Sardinia's strategic position has always attracted people from near and far. This was also the case with the Phoenicians and Punics.

03 October 2022

2 minutes

Today, surrounded by rugged landscapes, travellers can discover the remains of cities and necropolises founded by ancient civilisations: sites rich in fascination, Phoenician-Punic colonies concentrated particularly in the southern area of the island, in an archaeological tour of great charm.

On Monte Sirai, near Carbonia, on ruins from 2,700 years ago

It was to keep this slice of the Mediterranean open to trade under control that on Monte Sirai, near Carbonia, the Phoenicians founded a city in 750 BC, which was later occupied by the Carthaginians in 520 BC. 
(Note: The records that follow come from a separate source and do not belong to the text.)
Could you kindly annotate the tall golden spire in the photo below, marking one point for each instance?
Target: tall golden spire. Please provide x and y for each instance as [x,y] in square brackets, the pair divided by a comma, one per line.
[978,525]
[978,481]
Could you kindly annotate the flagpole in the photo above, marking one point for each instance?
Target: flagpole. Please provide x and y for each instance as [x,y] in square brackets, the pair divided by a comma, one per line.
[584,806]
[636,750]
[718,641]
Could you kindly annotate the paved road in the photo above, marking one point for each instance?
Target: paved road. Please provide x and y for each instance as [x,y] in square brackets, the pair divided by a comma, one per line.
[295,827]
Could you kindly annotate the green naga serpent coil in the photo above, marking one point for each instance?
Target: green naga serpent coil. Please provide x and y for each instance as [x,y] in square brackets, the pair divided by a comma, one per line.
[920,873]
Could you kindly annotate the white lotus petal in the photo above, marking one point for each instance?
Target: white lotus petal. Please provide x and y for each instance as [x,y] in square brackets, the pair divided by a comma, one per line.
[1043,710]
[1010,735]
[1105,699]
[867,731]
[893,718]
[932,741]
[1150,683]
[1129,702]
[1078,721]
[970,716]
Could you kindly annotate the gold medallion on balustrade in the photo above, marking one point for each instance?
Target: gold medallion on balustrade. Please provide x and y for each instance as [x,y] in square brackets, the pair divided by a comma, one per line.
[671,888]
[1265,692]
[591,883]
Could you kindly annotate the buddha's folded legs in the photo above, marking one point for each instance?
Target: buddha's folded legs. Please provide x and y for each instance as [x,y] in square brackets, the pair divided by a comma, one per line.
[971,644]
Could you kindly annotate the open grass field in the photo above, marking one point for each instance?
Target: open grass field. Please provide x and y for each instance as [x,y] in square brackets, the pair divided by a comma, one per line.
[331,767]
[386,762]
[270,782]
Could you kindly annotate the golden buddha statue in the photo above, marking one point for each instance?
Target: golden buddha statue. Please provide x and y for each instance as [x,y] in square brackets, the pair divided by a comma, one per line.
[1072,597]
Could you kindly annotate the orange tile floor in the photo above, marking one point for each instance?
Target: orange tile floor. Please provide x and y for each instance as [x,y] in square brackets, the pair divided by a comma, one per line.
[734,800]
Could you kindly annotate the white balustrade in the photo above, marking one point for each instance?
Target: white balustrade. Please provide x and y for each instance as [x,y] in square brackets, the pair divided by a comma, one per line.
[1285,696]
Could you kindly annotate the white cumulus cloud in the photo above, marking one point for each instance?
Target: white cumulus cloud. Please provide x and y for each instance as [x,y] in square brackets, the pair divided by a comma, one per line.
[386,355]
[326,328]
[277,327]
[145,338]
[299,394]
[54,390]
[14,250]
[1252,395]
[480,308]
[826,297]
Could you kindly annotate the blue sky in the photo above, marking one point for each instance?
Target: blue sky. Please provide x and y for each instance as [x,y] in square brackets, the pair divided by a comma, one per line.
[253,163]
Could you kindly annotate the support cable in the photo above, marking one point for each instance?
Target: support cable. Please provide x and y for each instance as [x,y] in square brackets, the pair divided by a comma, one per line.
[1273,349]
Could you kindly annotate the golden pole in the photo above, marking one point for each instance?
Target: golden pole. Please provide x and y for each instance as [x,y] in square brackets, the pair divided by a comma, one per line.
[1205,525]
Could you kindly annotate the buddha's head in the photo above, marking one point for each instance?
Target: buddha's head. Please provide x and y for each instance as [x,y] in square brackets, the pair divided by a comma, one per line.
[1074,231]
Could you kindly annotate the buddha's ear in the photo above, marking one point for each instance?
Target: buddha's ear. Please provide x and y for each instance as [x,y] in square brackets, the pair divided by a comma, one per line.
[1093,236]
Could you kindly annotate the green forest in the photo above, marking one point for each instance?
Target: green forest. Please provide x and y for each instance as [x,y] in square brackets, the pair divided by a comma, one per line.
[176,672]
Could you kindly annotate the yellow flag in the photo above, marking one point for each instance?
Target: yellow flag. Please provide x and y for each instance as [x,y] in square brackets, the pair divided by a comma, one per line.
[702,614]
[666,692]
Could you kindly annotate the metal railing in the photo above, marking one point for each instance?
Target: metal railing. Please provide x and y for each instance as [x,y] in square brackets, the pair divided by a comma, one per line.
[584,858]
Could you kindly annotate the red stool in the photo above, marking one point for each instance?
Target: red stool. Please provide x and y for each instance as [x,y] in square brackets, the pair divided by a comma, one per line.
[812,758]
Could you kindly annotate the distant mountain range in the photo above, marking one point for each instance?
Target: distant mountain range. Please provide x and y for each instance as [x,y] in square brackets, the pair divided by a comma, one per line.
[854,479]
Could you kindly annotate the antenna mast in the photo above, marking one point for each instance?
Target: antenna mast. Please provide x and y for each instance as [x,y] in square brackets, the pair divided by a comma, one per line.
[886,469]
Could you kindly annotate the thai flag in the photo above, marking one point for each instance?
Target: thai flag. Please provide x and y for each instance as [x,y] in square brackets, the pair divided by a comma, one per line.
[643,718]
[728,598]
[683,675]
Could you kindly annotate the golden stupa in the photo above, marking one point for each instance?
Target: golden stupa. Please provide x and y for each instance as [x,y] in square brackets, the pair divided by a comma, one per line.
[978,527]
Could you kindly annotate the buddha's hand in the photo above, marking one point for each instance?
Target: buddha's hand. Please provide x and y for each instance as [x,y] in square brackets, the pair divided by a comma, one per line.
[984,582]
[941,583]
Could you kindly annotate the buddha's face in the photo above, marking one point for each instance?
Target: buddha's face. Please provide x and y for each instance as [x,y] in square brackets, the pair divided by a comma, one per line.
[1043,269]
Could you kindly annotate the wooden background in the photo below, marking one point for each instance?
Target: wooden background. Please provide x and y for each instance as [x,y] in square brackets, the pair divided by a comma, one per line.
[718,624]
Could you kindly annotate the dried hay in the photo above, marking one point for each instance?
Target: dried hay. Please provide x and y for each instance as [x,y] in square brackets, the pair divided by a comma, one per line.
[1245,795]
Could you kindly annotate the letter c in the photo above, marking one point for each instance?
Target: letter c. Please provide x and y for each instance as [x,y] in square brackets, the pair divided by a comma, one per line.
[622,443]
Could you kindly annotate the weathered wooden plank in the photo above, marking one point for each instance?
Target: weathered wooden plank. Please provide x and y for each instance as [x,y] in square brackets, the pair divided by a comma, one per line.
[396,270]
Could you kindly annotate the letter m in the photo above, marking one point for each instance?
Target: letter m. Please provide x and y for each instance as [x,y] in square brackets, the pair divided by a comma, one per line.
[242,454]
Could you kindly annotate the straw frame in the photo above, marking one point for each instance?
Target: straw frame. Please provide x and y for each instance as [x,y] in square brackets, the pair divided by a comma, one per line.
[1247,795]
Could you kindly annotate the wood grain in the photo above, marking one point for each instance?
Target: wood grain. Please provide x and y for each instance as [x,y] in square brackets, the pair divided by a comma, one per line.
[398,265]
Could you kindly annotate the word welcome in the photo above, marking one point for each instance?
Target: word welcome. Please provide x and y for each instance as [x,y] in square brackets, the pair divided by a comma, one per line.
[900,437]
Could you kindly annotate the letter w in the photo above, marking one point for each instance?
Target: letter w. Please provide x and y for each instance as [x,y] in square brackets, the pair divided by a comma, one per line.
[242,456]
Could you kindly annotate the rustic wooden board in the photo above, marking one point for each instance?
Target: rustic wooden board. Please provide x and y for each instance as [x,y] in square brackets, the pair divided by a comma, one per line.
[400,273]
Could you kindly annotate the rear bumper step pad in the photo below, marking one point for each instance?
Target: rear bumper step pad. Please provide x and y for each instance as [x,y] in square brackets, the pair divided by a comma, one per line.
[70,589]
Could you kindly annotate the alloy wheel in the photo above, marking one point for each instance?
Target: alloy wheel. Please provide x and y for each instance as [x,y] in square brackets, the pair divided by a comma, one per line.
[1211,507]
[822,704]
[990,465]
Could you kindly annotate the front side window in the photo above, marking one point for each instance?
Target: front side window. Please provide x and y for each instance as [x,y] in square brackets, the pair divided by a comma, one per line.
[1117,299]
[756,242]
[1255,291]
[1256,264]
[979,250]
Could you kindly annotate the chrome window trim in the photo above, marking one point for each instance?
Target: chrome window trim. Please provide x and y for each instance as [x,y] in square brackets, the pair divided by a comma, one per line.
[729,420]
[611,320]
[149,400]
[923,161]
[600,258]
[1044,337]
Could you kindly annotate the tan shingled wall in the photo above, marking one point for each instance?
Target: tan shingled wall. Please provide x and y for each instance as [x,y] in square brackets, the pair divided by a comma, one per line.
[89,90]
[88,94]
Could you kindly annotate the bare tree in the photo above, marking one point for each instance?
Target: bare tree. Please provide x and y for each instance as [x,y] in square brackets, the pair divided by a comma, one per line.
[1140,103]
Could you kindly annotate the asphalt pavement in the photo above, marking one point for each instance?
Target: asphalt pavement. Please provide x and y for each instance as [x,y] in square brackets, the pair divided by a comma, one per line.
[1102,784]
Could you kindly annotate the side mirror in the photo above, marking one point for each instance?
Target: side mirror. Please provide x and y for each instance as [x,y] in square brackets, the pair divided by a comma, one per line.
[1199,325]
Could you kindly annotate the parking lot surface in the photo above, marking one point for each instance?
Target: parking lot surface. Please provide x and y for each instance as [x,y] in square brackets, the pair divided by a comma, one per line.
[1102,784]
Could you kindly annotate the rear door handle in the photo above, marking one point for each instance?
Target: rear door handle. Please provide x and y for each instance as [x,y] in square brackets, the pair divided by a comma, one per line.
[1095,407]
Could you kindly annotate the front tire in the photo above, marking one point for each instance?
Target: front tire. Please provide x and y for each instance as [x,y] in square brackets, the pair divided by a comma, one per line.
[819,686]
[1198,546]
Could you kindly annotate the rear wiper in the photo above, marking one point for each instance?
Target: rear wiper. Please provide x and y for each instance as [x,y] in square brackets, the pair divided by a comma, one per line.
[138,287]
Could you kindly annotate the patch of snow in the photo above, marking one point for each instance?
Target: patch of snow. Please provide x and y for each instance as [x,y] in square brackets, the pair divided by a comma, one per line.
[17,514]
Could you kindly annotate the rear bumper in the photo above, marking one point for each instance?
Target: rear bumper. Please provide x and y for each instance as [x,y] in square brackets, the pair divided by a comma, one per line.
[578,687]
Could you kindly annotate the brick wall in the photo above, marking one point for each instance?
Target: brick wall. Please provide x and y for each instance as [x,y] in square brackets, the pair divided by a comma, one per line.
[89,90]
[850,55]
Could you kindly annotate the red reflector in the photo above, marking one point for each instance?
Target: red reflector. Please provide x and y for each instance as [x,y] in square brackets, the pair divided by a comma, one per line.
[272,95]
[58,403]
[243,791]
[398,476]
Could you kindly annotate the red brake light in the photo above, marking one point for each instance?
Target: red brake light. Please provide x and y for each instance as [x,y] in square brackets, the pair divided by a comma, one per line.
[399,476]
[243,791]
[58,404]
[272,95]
Of the Phoenician-Punic colony today, you can admire the remains of the acropolis with what were once dwellings, then what has survived of the city walls and the Tophet, as the children's necropolis is called. The horizon gives you the splendid seascape as you walk over the red stones, characteristic of the area. 

For those who wish to learn more about the archaeological site of Monte Sirai, two museums display artefacts from here. 

Part of the Tofet is reconstructed in the Villa Sulcis Museum, in Carbonia also, where a multimedia installation allows you to live and move in the ancient city. The Cagliari Archaeological Museum houses the statue of the Phoenician deity Astarte found in the keep, which later became a temple.

Sant'Antioco, among Phoenician remains and necropolis

The first thrill is crossing the bridge connecting the coast of lower Sulcis to the island of Sant'Antioco, at the southernend of Sardinia. Enjoy the spectacle of the crystal-clear sea, before arriving at another Phoenician city, even older than Monte Sirai. 

It was in fact in 770 BC that the Phoenicians settled here, founding Sulki, later to become Sulci. Here too you will find the Tophet, where the cinerary urns of children were kept, and the imposing Punic necropolis, evidence of the Carthaginians' conquest of the Phoenician city in 520 BC.

A section of the Ferruccio Barreca Archaeological Museum in Sant'Antioco is dedicated to artefacts from the site: everyday utensils, amphorae, jewellery and masks, as well as sophisticated digital reconstructions.

Breathtaking views from Monte Sant'Antine

Also in southern Sardinia, just one kilometre from the town of Genoni you can encounter one of the most interesting Phoenician sites in Sardinia as it is a fine example of the various civilisations that succeeded one another here. You can admire the remains of a Nuragic-age settlement, overlaid by those of a Punic settlement. The main interest lies in the presence of the nuraghe, which the Carthaginians readapted and modified without disrupting the original structure. The fortification, the walls of which are still visible, dominates the Monte Sant'Antine sentinel over the surrounding plain: a splendid setting still reserved for visitors today.

In Bolotana, an Indiana Jones-style archaeological trek

Moving in search of Phoenician archaeological sites in central Sardinia, in the municipality of Bolotana, you will find the remains of another Punic fortification: Mularza Noa, also called Pabude. Just like the one on Monte Sant'Antine, it was built by the Carthaginians around the 4th century BC on the basis of a pre-existing Nuragic settlement. 

This destination offers a fascinating archaeological and naturalistic trek, because in addition to admiring the ruins of the fort, you can go on the paths that furrow the woods of Bolotana until you reach the Waterfall of Mularza Noa: an impetuous leap from a precipice of the waters fed by the Rio Biralotta, which crosses the plateau of volcanic origin. All around are moss-clad rocks and ancient trees.